#untoldstory

Christine describes the devastating impact alcoholism has had on her and her family. From growing up with an alcoholic mother, to being drawn to alcoholic partners who were abusive, she describes how Al-Anon has given her the strength and support to change and have a positive impact on her children.

“I grew up in, what looked from the outside, as a typical family in the 1970’s. Husband and wife with two kids. The reality was quite different. My parents both had addict fathers and my sister had anger issues. My mother was an alcoholic who drank daily, and my father always took her side and protected her from any harm.

My earliest memory of childhood was when I was three years old - playing a game with mum; topping the alcohol bottles back up with water so that dad wouldn’t notice she had drunk all of the drink.

I knew even at that young age that what we were doing was wrong, especially when mum told me to keep it a secret. I learnt early on from both my parents to keep secrets and to never speak the truth about mum’s drinking to anyone. Even when mum was drunk for all to see - stumbling, slurring her words and talking nonsense - we all pretended everything was fine. I felt embarrassed, ashamed and responsible. I doubted myself and wondered if I was exaggerating about mum’s drinking. I resented dad for not stopping her. I didn’t feel good enough and unloved by my mum - because if she loved me she would stop drinking. My mum was a nasty drunk who would scream at me and throw me out on a regular basis. I would wait until early evening when I knew she would be unconscious on the sofa to return. This carried on for years until one day I didn’t go back. I was 17 years old and felt rejected and alone.

I rushed into a relationship with the first person who showed me some attention so that I could start a family of my own and make everything “right”. We married and had two children; again it looked from the outside like a normal family. The truth was that I felt trapped with my husband who was physically, emotionally and sexually abusive. I tried to hide what was happening from our children though the abuse progressed and eventually it got to the point where my seven year old daughter stood in the door way pleading with me to leave because “daddy nearly killed mummy”.

I knew she was right so we waited for my husband to leave for work the next day before escaping.

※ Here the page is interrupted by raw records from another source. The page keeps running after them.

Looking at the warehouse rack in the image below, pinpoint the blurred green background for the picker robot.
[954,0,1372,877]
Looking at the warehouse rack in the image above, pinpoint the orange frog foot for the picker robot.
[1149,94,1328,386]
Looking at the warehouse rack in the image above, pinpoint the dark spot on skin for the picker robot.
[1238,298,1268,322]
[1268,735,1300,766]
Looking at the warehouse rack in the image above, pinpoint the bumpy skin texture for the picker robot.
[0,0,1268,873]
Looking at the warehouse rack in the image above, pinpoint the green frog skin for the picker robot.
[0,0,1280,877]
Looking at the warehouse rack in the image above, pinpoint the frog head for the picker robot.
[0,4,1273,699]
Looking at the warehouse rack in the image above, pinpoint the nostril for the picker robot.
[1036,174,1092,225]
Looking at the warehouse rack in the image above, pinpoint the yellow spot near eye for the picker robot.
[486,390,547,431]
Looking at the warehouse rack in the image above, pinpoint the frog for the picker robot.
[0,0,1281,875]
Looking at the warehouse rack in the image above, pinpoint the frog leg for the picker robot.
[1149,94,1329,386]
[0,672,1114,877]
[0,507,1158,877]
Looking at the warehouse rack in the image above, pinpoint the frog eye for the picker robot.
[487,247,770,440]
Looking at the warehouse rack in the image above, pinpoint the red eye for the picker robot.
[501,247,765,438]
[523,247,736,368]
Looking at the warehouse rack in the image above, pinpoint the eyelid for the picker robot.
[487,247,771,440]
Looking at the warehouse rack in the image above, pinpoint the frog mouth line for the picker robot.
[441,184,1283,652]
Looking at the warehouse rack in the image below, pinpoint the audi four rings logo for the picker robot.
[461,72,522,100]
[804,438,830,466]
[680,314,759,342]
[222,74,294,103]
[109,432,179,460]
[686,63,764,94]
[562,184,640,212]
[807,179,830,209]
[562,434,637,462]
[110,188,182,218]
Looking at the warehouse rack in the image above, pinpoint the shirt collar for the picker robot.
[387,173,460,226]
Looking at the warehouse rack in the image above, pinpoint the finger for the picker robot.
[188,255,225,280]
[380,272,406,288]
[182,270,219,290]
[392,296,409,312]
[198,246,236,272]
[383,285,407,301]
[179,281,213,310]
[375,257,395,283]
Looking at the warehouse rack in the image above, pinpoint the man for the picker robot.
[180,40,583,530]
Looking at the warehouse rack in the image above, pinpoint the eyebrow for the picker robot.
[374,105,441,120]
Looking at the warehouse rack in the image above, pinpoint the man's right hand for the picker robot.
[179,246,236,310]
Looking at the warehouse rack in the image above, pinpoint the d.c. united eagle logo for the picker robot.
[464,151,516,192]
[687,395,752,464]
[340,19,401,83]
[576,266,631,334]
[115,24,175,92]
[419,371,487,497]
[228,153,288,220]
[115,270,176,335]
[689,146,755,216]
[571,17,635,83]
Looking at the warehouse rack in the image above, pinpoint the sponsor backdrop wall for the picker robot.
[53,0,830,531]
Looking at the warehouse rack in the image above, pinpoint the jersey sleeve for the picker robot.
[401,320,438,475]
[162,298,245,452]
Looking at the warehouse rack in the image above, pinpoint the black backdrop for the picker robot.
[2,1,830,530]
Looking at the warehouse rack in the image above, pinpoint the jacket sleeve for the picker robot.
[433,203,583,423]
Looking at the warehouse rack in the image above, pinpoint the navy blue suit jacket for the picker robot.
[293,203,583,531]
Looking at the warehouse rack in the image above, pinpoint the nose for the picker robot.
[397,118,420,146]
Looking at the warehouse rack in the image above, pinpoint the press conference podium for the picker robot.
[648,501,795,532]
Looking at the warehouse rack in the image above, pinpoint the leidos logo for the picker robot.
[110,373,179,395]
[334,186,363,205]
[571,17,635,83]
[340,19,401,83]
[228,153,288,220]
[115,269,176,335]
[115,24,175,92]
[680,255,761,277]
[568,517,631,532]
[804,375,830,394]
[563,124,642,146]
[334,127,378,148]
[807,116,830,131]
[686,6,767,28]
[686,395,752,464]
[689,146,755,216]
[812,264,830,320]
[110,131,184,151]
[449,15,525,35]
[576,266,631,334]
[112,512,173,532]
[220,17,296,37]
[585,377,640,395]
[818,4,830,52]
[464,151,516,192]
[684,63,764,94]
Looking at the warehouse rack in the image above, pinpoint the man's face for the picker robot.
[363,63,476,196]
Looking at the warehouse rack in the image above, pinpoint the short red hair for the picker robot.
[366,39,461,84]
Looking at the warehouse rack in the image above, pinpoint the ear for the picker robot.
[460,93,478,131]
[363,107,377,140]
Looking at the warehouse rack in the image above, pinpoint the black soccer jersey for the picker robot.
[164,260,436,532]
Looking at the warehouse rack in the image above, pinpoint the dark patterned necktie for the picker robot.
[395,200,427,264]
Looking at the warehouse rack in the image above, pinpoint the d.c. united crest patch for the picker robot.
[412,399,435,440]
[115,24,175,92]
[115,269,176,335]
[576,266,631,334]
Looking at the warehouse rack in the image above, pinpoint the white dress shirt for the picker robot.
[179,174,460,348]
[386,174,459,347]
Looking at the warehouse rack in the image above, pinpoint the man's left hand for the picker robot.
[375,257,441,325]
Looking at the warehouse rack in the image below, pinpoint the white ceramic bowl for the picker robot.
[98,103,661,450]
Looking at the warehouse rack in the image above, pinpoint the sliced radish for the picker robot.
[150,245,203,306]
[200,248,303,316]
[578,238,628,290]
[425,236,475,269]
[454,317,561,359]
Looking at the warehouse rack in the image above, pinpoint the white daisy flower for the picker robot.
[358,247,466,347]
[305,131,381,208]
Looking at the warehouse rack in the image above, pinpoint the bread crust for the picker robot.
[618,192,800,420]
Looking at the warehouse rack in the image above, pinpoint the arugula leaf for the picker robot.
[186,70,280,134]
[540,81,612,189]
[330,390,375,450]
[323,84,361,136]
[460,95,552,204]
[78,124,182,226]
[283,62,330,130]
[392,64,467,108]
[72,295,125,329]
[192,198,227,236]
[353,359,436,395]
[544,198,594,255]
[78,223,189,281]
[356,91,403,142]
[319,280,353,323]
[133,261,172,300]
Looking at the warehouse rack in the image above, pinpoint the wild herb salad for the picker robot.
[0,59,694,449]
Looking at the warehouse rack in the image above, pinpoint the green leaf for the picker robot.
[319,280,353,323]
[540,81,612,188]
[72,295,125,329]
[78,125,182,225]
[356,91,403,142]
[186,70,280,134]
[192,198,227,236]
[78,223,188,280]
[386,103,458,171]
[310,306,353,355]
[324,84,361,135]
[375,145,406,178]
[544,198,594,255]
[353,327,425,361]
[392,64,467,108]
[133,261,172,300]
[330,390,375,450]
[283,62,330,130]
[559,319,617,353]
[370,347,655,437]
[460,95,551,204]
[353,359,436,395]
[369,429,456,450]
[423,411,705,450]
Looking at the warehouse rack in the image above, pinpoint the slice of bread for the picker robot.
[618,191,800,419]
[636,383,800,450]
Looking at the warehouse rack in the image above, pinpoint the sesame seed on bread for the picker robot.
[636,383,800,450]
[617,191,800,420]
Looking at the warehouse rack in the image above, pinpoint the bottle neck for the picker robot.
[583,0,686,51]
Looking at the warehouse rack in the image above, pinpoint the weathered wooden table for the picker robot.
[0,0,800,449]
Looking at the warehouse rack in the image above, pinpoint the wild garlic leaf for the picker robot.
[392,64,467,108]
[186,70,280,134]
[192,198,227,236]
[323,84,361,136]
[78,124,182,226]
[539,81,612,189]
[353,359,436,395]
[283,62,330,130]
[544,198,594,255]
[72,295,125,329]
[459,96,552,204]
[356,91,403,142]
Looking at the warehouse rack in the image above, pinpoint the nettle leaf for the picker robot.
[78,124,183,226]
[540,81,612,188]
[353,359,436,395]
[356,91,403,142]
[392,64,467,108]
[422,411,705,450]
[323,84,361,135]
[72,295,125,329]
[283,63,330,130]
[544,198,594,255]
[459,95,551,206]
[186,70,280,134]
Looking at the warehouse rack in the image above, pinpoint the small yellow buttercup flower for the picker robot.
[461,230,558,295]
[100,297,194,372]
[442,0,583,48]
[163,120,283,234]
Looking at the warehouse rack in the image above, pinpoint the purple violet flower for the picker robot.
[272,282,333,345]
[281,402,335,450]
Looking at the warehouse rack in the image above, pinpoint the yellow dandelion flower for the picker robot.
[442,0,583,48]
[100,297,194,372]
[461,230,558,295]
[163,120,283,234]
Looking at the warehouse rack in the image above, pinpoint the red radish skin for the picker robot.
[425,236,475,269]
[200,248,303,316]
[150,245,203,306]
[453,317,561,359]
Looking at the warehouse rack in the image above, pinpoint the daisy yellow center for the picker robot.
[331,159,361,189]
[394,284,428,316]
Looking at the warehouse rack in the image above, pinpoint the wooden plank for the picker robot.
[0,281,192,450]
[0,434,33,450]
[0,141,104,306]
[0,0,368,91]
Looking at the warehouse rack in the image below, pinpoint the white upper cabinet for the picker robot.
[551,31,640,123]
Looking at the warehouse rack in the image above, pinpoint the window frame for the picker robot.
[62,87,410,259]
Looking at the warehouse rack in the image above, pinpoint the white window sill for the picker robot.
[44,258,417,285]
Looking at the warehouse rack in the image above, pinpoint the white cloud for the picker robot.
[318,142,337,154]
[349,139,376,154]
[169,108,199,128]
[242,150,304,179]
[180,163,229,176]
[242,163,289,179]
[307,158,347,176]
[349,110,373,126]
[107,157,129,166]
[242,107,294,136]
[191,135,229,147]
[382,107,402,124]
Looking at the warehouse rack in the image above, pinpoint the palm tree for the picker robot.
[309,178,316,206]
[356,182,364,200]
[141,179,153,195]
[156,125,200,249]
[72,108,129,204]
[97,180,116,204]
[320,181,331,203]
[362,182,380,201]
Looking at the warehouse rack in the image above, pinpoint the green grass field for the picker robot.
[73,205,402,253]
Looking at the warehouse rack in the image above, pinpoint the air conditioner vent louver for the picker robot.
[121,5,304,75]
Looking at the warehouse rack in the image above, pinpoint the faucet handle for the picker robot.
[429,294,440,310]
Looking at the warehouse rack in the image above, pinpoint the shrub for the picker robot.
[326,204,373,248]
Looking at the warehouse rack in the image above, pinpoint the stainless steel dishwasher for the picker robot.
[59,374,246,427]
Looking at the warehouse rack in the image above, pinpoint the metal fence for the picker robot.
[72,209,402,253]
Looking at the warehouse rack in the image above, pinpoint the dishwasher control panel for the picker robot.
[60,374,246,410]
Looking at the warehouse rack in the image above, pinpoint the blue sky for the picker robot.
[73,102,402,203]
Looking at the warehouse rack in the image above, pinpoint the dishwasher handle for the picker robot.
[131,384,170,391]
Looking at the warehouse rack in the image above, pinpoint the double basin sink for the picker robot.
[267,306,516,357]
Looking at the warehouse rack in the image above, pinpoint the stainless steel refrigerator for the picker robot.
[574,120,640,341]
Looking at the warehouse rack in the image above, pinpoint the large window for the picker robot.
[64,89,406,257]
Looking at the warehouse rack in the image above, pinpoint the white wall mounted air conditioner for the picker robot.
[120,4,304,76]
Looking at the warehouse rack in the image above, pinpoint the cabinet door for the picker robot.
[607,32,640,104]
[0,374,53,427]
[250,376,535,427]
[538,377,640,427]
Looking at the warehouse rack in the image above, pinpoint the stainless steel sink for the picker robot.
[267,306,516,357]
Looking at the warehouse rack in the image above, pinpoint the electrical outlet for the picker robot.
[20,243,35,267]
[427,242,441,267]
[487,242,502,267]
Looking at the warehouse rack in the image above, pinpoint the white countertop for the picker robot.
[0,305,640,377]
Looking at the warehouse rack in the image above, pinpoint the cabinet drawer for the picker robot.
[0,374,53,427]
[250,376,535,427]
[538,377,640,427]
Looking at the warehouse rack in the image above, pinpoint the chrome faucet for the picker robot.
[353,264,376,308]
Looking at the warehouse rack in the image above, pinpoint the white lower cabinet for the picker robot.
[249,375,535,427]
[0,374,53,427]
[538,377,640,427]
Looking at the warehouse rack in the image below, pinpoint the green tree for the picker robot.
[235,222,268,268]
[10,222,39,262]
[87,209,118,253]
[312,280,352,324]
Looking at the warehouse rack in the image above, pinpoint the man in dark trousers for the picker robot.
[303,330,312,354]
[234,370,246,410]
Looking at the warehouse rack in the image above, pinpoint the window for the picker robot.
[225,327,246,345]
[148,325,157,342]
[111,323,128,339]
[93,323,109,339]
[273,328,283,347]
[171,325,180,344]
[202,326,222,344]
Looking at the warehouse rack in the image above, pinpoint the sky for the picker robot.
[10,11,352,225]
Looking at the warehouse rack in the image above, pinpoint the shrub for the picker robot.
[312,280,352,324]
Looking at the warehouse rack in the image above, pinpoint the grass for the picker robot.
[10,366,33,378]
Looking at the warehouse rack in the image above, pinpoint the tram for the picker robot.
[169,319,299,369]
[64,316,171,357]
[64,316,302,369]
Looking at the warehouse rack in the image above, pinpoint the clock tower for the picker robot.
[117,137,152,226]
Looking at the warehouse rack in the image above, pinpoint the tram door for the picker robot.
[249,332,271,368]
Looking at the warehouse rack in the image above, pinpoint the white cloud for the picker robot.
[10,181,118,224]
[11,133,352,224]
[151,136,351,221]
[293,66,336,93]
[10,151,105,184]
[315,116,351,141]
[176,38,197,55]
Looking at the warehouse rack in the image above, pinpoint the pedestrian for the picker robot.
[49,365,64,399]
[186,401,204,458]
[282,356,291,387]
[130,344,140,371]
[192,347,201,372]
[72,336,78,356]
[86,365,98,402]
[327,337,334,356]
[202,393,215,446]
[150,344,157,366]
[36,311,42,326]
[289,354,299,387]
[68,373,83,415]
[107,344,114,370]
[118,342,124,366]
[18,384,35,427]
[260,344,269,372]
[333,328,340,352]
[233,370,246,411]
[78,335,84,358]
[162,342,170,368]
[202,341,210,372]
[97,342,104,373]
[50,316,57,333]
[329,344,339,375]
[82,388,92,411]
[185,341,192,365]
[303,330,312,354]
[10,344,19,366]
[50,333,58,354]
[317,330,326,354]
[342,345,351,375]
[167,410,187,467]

Although we escaped I couldn’t escape from myself. I felt like a failure; I believed all the hurtful words my husband had told me. I was suffering from depression and an eating disorder whilst trying to make a home for myself and my children. Six months later I found myself in psychiatric unit after attempting suicide.

It was while I was in hospital that I first admitted the truth about my childhood and abusive marriage. I also met the next alcoholic in my life; he was in hospital because of his alcoholism. He was very loving which was what I had always craved, although he was also very demanding. My doctor suggested that I go to Al-Anon for support and although I knew I was desperate to feel better it took another year and more suicide attempts before I finally went to a meeting.

The alcoholic and I were together three years before we parted - a short time but he had a huge impact on my children and I. Alcoholism is a devastating illness which affects everyone in contact with it. My children were brought up by an alcoholic/addict father and an adult child of an alcoholic hence they have been more than a little affected but with the help of Al-Anon I have been able to change and have a positive impact on my children.

My dad sadly passed away in 2009 and left an alcoholic wife alone. I was grateful that I spent my dad’s last week in hospital with him.

The week my dad died was the last time I experienced my mum drunk. The only side effect of more than 40 years of daily drinking was that she developed the shakes, or so I suspected. After a year, I discovered that she was actually having symptoms of Parkinson’s Disease and dementia. I became a full-time carer for my mum.

I was able to help and comfort my mum in a way I couldn’t when she was still drinking, and I’m so grateful for that.”